Green Room

Crist at a Crux

posted at 4:43 pm on April 23, 2010 by

The kettle comes to a boil for Republican Gov. Charlie Crist of Florida, as he decides whether to switch to Independent in order to run a three-way race for the Florida U.S. Senate seat recently vacated by Mel Martinez. If Crist stays within the Republican party, he will lose the primary big time; if he turns his coat, he will be running against Republican Marco Rubio and Rep. Kendrick Meek (D-FL, 95%).

I wrote before why I think he would be a fool to switch parties; now there is more evidence that even if he does light that sorry candle, Crist will likely lose the race anyway — and will have destroyed his future political career as well.

Back in mid-April, a Quinnipiac poll of a three-way donnybrook showed Crist ahead of Rubio by a scant two points, with Democrat Meek trailing far behind. I noted that this was easily within the margin of error, and the poll was taken before voters had really had a chance to think about the idea of Crist departing the party and running as an indy.

But a much more recent Rasmussen poll now shows Rubio seven points ahead of Crist, this time with Meek almost falling off the back of the turnip truck, 15 points behind the front runner. Evidently, if this poll is to be believed — and there’s no reason it shouldn’t be — voters have made their decision about Charlie Crist running as spoiler.

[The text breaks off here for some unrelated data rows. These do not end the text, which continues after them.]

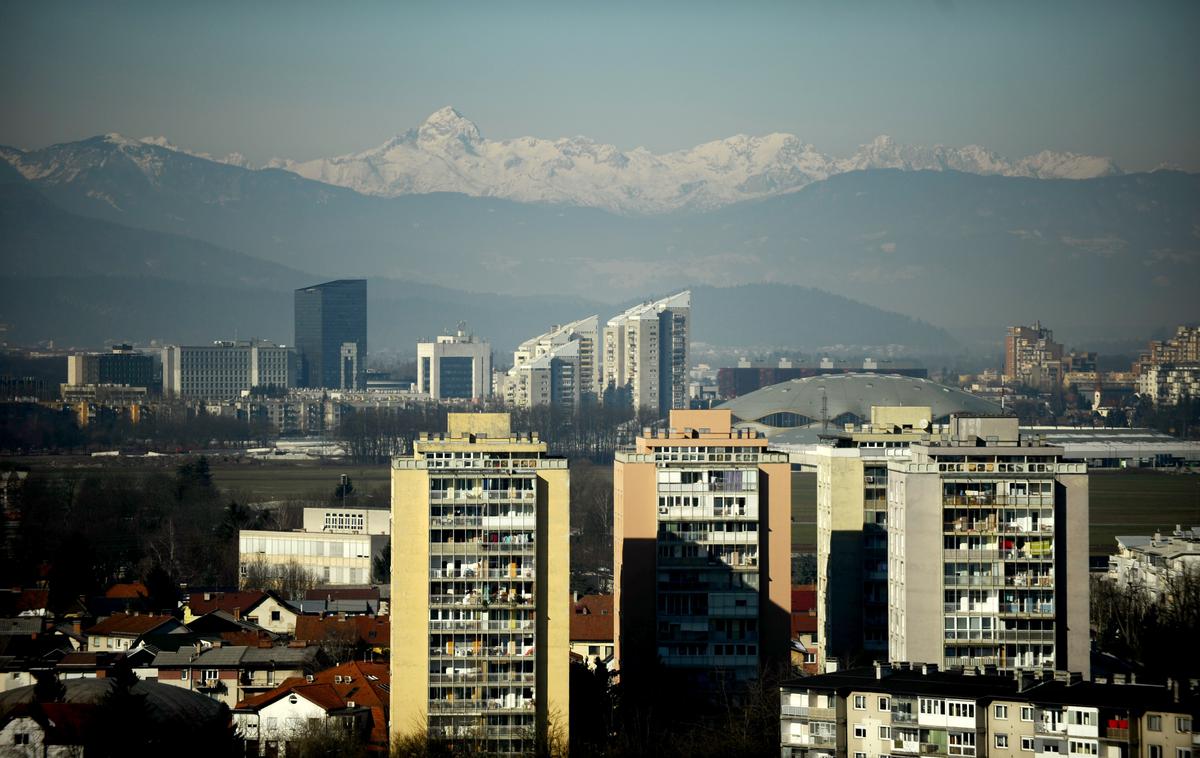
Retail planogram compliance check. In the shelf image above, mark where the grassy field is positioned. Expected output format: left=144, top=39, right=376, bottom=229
left=792, top=470, right=1200, bottom=554
left=8, top=456, right=1200, bottom=554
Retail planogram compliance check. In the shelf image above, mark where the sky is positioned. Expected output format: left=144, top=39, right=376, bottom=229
left=0, top=0, right=1200, bottom=172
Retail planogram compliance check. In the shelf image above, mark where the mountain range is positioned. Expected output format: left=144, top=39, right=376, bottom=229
left=0, top=125, right=1200, bottom=347
left=269, top=107, right=1121, bottom=215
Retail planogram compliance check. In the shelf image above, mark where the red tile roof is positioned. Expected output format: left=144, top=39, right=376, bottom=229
left=187, top=590, right=266, bottom=615
left=83, top=613, right=175, bottom=637
left=295, top=615, right=391, bottom=648
left=230, top=662, right=391, bottom=745
left=304, top=586, right=379, bottom=600
left=571, top=595, right=614, bottom=642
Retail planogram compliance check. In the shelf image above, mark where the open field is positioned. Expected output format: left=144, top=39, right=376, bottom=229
left=792, top=469, right=1200, bottom=554
left=7, top=456, right=1200, bottom=554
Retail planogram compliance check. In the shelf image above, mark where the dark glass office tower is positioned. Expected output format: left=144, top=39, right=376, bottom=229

Looking back, only two polls have ever shown Crist winning that threesome: The Quinnipiac poll cited above from April 8th-13th, and a poll back in November by Daily Kos, which showed Crist ahead by 1%, Meek in second, and Rubio third. This earlier poll was conducted before Rubio’s meteoric rise; that same Kos poll also showed Crist walloping Rubio in the primary by 10 points, the last in a long series of polls showing Crist beating Rubio comfortably. But since late January, every poll shows Rubio leading Crist in the primary by double-digits.

This is hardly encouraging news for a sitting governor seeking to switch jobs and parties at the same time.

Finally, here is an amusing piece by Chris Cillizza in his Washington Post column the Fix: “Why Charlie Crist is no Joe Lieberman.” I particularly like this section:

* Standing on principle: In the wake of his loss to Lamont, most general election voters attributed the defeat to the fact that Lieberman refused to back away from his support for the war in Iraq — a position he cast as a stand on principle. (Liberal Democrats would almost certainly disagree with that characterization but it was the prevailing perception among many Connecticut voters.) Losing on principle made Lieberman a sympathetic — and hence electable — candidate in a general election. Crist will have a harder time making the “principled stand” justification if he switches as it will have come after months of polling showing him with next-to-no path to victory in the Republican primary against Rubio. If he does switch, expect Crist to make some sort of “I didn’t leave the party, the party left me” appeal to independent voters but Rubio is doing everything he can to frame a Crist switch in the most crass political terms possible. [Emphasis on last phrase added]

Well… can anyone think of more creditable terms than “crass political” to describe Crist’s road-to-Damascus conversion to Independent?

I stand by my pronunciamento: Crist would be a fool to run as an independent. But of course, there are fools in the world.